Helmi Lauste is a classic victim of the Baltics’ shaky transition. The 81-year-old Tallinn resident is entitled to the new minimum pension of 860 rubles a month, or roughly $8.60. But none of the incremental raises have reached her in the last six months, and she still collects only 252 rubles--$2.50.

Advertisement

“This is the most difficult time I’ve ever been through,” she said, leaving a grocery store with a pint of milk and about three ounces of gristly sausage. “I won’t go hungry. I can always boil some potatoes.”

She is hunched over in pain from a crippled back, and as she shuffles off, she avoids the angry glares of customers who shouted at her earlier when she cut into line because she is too feeble to stand for long.

Some consumers and politicians angrily blame farmers for the shortages, accusing them of holding back food to create panic, knowing the prices will jump again within a few days, profiting them all the more. Suspecting that food was also leaving the country to be sold for hard currency in nearby Poland or even to desperate Russians, Lithuania announced severe fines for anyone caught taking food out of the country.

The situation in general is expected to improve slightly with a handful of new trade agreements with Russia, which has promised to send fuel and raw materials to the Baltics in exchange for food. But supplies still fall far below usual quotas.
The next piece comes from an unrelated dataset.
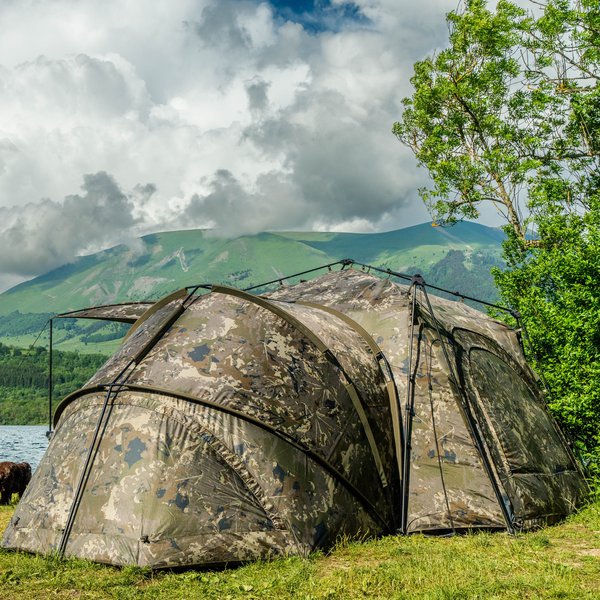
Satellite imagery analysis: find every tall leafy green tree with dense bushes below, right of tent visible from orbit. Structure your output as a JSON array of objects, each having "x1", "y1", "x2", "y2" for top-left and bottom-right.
[{"x1": 393, "y1": 0, "x2": 600, "y2": 469}]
The malaise extends even to the arts, where the realities of everyday life overshadow the new freedom of expression. Ruth Huimerind’s friends bemoan having to promote and sell their own work now and even express nostalgia for the socialist system that supported them regardless of their talent or marketability.

In Vilnius, Arvydas Dapsys, a 32-year-old actor in the city theater, is looking forward to touring Scandinavia by bus with a production of “The Cherry Orchard,” but he also wonders how long the Lithuanian government can afford to subsidize the theater.

Advertisement

Just a year ago, he remembers how empty the theaters were because Soviet tanks were in the streets trying to crush the Lithuanian drive for independence. People stopped coming out at night.

“Earlier, it was like everyone was in a cage and everybody knew we had to escape somehow,” Dapsys explained, “but there was only one door and one way out and everybody knew it. We had to make our plans without the guard hearing us, and then agree on the right time.

“Now, we’re out. We escaped. But we’re still right outside the cage door, trying to agree on which direction to flee.”